### Instantiate SparkContext

In [1]:
# Find path to PySpark.
import findspark
findspark.init()

# Import PySpark and initialize SparkContext object.
import pyspark
sc = pyspark.SparkContext()

### Reading in .txt to RDD

In [3]:
raw_hamlet = sc.textFile("hamlet.txt")
raw_hamlet.take(5)

['hamlet@0\t\tHAMLET',
 'hamlet@8',
 'hamlet@9',
 'hamlet@10\t\tDRAMATIS PERSONAE',
 'hamlet@29']

### Splitting on Delimiter into Columns

In [4]:
split_hamlet = raw_hamlet.map(lambda line: line.split('\t'))
split_hamlet.take(5)

[['hamlet@0', '', 'HAMLET'],
 ['hamlet@8'],
 ['hamlet@9'],
 ['hamlet@10', '', 'DRAMATIS PERSONAE'],
 ['hamlet@29']]

### flatMap()
* flatMap() is doesn't require an output for every single row in the RDD.
* The flatMap() method is useful whenever we want to generate a custom sequence of values from an RDD.
* function passed into flatMap need not always return a value

In [5]:
def hamlet_speaks(line):
    id = line[0]
    speaketh = False
    
    if "HAMLET" in line:
        speaketh = True
    
    if speaketh:
        # Function is not expected to return an output for each input, so use yield not return
        yield id,"hamlet speaketh!"

hamlet_spoken = split_hamlet.flatMap(lambda x: hamlet_speaks(x))
hamlet_spoken.take(10)

[('hamlet@0', 'hamlet speaketh!'),
 ('hamlet@75', 'hamlet speaketh!'),
 ('hamlet@1004', 'hamlet speaketh!'),
 ('hamlet@9144', 'hamlet speaketh!'),
 ('hamlet@12313', 'hamlet speaketh!'),
 ('hamlet@12434', 'hamlet speaketh!'),
 ('hamlet@12760', 'hamlet speaketh!'),
 ('hamlet@12858', 'hamlet speaketh!'),
 ('hamlet@14821', 'hamlet speaketh!'),
 ('hamlet@15261', 'hamlet speaketh!')]

### filter()
* function passed into filter __must__ always return a value either `True` or `False`

In [7]:
def filter_hamlet_speaks(line):
    if "HAMLET" in line:
        return True
    return False

hamlet_spoken_lines = split_hamlet.filter(lambda line: filter_hamlet_speaks(line))
hamlet_spoken_lines.take(5)

[['hamlet@0', '', 'HAMLET'],
 ['hamlet@75', 'HAMLET', 'son to the late, and nephew to the present king.'],
 ['hamlet@1004', '', 'HAMLET'],
 ['hamlet@9144', '', 'HAMLET'],
 ['hamlet@12313',
  'HAMLET',
  '[Aside]  A little more than kin, and less than kind.']]

### count()

In [9]:
spoken_count = hamlet_spoken_lines.count()
print(spoken_count)

381


### collect()
* Get the entire RDD

In [10]:
spoken_all = hamlet_spoken_lines.collect()

In [12]:
type(spoken_all)

list

In [16]:
spoken_all[29:39] # 30th to 40th lines of the RDD 

[['hamlet@20104', 'HAMLET', 'Pale or red?'],
 ['hamlet@20150', 'HAMLET', "                  And fix'd his eyes upon you?"],
 ['hamlet@20231', 'HAMLET', '                  I would I had been there.'],
 ['hamlet@20323', 'HAMLET', "Very like, very like.
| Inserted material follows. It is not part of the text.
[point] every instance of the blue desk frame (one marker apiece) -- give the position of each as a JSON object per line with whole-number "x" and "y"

Stay'd it long?"],
 ['hamlet@20502', 'HAMLET', '                  His beard was grizzled--no?'],
 ['hamlet@20623', 'HAMLET', '                  I will watch to-night;'],
 ['hamlet@20730', 'HAMLET', "If it assume my noble father's person,"],
 ['hamlet@21197', 'HAMLET', 'Your loves, as mine to you: farewell.'],
 ['hamlet@21486', '', 'HAMLET'],
 ['hamlet@27782', '', 'HAMLET']]